Friday March 3, 2017
By Morgan SmithView our Editorial Policy
It’s the perfect Catch 22. Cannabis is on the Drug Enforcement Agency’s (DEA) Schedule 1 drug list — determining that it has “no currently accepted medical use.” But because cannabis is federally illegal, the scientific community must get approval from the DEA to conduct legitimate cannabis research and determine any medicinal value.
There’s been a lot of back and forth when it comes to regulation, limitations and classification for cannabis research. And the fact that medical use is illegal on a federal level, but legal in 29 states — including the District of Columbia — adds to the murky waters of where, what and how scientists and researchers may go about conducting legitimate research.
Existing research already shows that marijuana is effective in treating a number of medical conditions like chronic pain, nausea from chemotherapy and symptoms of multiple sclerosis. Additionally, many studies show benefits for patients with epilepsy and post-traumatic stress disorder, but there’s just not enough examination and analysis to provide definitive conclusions.
Current Cannabis Research Conditions
To conduct clinical research right now, you need a DEA license and approval by the Food and Drug Administration (FDA). But where do you legally get the test-worthy weed? You have to go through the National Institute on Drug Abuse (NIDA) drug supply program.
For nearly 50 years, the University of Mississippi was the only place to get your hands on research-grade marijuana. However, the DEA announced an expansion of grow sites late last year, amending the current policy restriction. Researchers will now be able to investigate a multitude of strains at various potency levels from several different locations, instead of the same crop at the same spot.
It’s a step forward, but there’s still confusion around how long it will take for these new grow locations to be authorized, as well as where and how growers are legally required to obtain seeds. There’s also a funding problem: Scientists say there’s a “general lack of money available” for a non-pharmaceutical, plant-based substance.
NIDA says the needs of researchers are evolving as the “landscape of marijuana products” grows within the industry. And as they sanction other grow sites and growers, additional varieties and strains with different levels of terpenes, cannabinoids and potency levels will be added to the mix. But some still say that the NIDA will deny any request aiming to confirm positive benefits.
Why More Research is Important
The American Medical Association and American College of Physicians have been vocal about the need for more research. A January 2017 report from the National Academies of Sciences, Engineering and Medicine “emphasized several challenges and barriers in conducting such research” and mentioned the difficulty “to gain access to the quantity, quality and type of cannabis product necessary to address specific research questions.”
From 2008 to 2014, the National Institute of Health spent $1.1 billion of its $1.4 billion cannabis research fund on abuse and addiction. Only $297 million was spent on its effects on the brain and potential medical benefits.
Unfortunately, that’s not the only set of problems. There are still shortcomings and “false positives” in current research that need to be addressed. When cannabis research has been conducted, the marijuana used has been extremely low in THC — somewhere between 4 and 5%. This makes it difficult to know how marijuana with higher levels of THC (15-25%) or CBD fit into the equation.
Considering that the average amount of THC in recreational cannabis sold in Colorado is nearly 19%, it is safe to say that current cannabis research on products containing 4-5% THC is both irrelevant and outdated. Also, because scientific research has not been properly or sufficiently funded, most tests are conducted without a placebo, making it hard to prove the veracity of the research.
To put it simply, there are weak spots within the research.
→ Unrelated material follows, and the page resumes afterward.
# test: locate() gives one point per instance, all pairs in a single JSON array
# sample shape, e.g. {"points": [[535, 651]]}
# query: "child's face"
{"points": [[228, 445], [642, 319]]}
For example, when it comes to testing marijuana’s effect on patients with a psychological disorder like post-traumatic stress disorder, suffering and pain are subjective: It can’t be determined by numbers and effects are ambiguous and fluid.
In many states, cannabis is approved to alleviate pain associated with arthritis. But studies in publications like the Journal of the American College of Rheumatology found that the effectiveness and safety of marijuana to treat conditions such as arthritis are not yet supported by medical evidence. This is why the need for more legitimate cannabis research is so crucial to progressing the cannabis industry. With more medical research to back it, cannabis can become recognized as an effective medicine for many different ailments,
Much of what we know is based on anecdotes. Stories of patients swapping prescription drugs for marijuana and seeing results. The patients are educating the doctors. Just consider the strain Charlotte’s Web — shown to cure a child of epilepsy. The results and exposure prompted other parents to self-treat their children as well, but some didn’t generate nearly as successful results.
It’s because cannabinoids affect each person differently, but we don’t have enough research to understand the exact reasoning behind why this is. The medical community isn't able to conduct enough studies to draw legitimate safety or efficacy conclusions, making uniform treatment impossible. Ultimately, we need quantitative data to find cause-and-effect relationships to prove the legitimacy of cannabis as a medicine.
Although full-scale recreational and medical legislation is ideal, hopefully one day the federal government will at least remove regulatory barriers to enable scientists and researchers to do their job — and open the floodgates to a host of medical treatment options.